White House Announces President Biden Having a “Bones Day”

WASHINGTON, DC – The White House released a particularly ambitious schedule of public events, congressional negotiations, and Cabinet meetings today after announcing that President Joe Biden remained standing after being woken up this morning, indicating that he’s having a “bones day.”

“This is a day for the President to treat himself,” said Jonathan Graziano, the inventor of the “bones day” concept, while addressing viewers in a narrated TikTok video. “The ice cream cone he wants? Add chocolate sprinkles. That Amtrak trip he’s planning? Upgrade to the Acela. That Build Back Better plan he deserves, but hasn’t gotten approved yet? Finally get that nailed down.”

Graziano and his 13 year-old pug, Noodle, shot to fame last week as millions of people started viewing their daily videos to see if Noodle would stand in the morning, indicating a “bones day” for treating yourself and productive accomplishments, or slump back to sleep, forecasting a “no bones day” for caution and self care.
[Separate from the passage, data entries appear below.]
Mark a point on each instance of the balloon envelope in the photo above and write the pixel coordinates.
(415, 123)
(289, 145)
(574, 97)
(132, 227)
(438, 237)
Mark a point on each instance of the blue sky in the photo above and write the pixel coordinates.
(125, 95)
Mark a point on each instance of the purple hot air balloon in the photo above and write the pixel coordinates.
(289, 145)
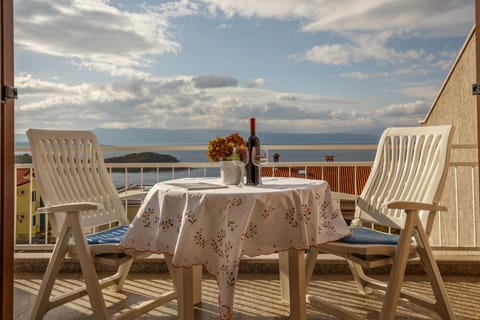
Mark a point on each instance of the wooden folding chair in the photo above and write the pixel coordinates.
(87, 214)
(402, 192)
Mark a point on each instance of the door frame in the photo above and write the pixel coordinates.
(6, 161)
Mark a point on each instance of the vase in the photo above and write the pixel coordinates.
(230, 173)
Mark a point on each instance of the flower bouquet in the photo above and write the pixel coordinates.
(231, 153)
(231, 147)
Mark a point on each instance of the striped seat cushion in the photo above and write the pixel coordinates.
(113, 235)
(369, 236)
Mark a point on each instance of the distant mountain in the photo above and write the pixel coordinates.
(139, 136)
(142, 157)
(148, 137)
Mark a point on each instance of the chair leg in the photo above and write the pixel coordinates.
(397, 273)
(122, 274)
(42, 302)
(88, 268)
(442, 303)
(361, 279)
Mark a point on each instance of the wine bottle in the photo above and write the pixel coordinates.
(253, 144)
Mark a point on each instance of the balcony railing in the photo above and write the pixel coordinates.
(346, 179)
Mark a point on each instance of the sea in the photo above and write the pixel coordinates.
(121, 179)
(200, 137)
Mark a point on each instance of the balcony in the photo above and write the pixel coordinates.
(455, 244)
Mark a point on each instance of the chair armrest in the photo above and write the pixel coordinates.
(133, 195)
(70, 207)
(414, 206)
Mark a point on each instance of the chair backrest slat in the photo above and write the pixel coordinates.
(69, 167)
(410, 165)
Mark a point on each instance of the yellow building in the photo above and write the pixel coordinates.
(28, 201)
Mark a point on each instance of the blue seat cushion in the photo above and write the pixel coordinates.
(113, 235)
(369, 236)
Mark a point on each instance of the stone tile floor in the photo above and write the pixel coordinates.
(257, 297)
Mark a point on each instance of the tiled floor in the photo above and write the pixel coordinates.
(256, 297)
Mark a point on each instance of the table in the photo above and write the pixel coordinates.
(201, 222)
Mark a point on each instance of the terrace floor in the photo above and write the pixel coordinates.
(257, 296)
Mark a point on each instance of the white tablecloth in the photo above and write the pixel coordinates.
(215, 227)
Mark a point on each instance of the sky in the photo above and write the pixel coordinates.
(302, 66)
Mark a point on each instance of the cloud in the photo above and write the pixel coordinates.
(430, 17)
(420, 90)
(355, 75)
(361, 47)
(257, 83)
(177, 103)
(418, 107)
(96, 35)
(367, 28)
(206, 82)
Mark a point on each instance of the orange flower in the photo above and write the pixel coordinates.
(227, 148)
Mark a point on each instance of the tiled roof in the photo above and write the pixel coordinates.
(340, 178)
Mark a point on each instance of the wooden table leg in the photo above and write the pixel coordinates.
(296, 274)
(283, 270)
(185, 294)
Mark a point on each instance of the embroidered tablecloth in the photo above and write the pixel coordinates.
(199, 221)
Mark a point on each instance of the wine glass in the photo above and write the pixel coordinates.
(241, 161)
(260, 159)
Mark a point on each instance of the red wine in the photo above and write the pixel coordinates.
(253, 144)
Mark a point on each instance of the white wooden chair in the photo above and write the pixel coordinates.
(79, 196)
(402, 192)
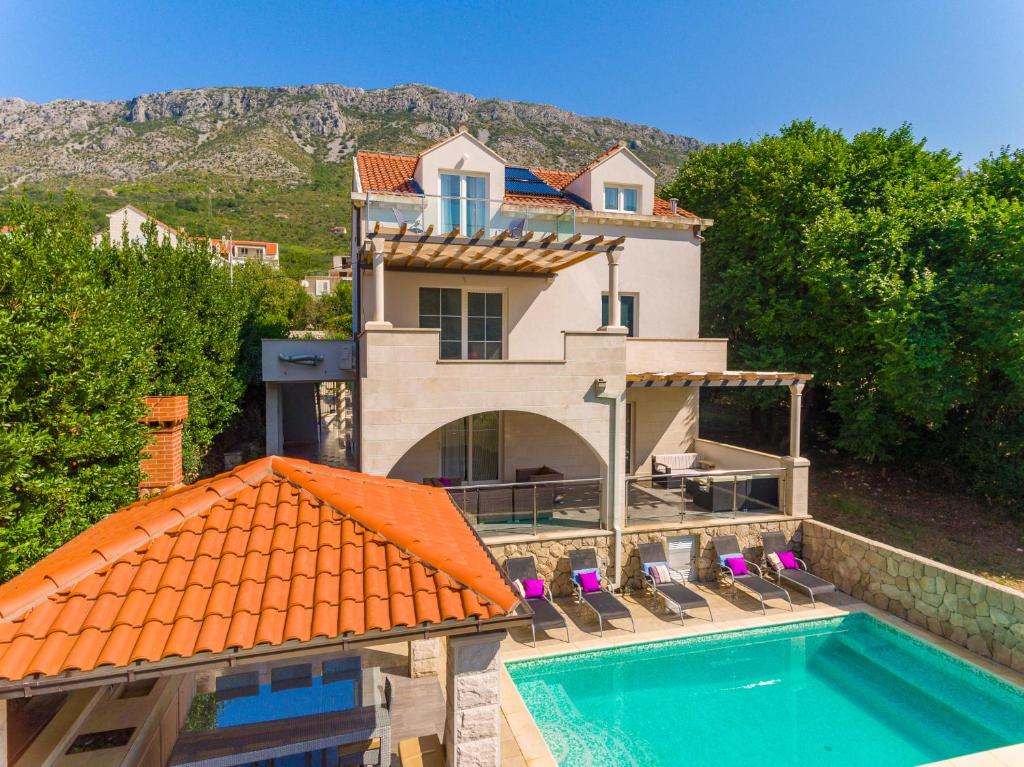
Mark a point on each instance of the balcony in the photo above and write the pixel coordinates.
(436, 214)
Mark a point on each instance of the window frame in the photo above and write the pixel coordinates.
(635, 330)
(464, 318)
(619, 189)
(463, 199)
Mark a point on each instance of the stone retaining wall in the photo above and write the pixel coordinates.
(553, 563)
(974, 612)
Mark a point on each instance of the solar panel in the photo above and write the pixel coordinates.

After weeks of congressional deadlock and a series of political setbacks, the White House hired Graziano to help determine the best daily agenda to maximize the 78 year-old president’s successes.

“Obviously, a bones day is a day for the President to celebrate,” said Graziano while walking Biden and Noodle in the Rose Garden. “No bones days? They’re not bad days. They’re just days where he needs to be kind to himself, wear his sweatpants, take a bubble bath, try not to fight with Republicans, and definitely don’t even talk to Kristen Sinema.”

In light of Saturday’s designation as a “bones day”, Biden will be meeting with congressional leaders to finalize details of his major infrastructure package, interviewing several progressive young candidates for federal judgeships, personally knocking on doors in Virginia on behalf of gubernatorial candidate Terry McAuliffe, and buying himself several new pairs of aviator sunglasses.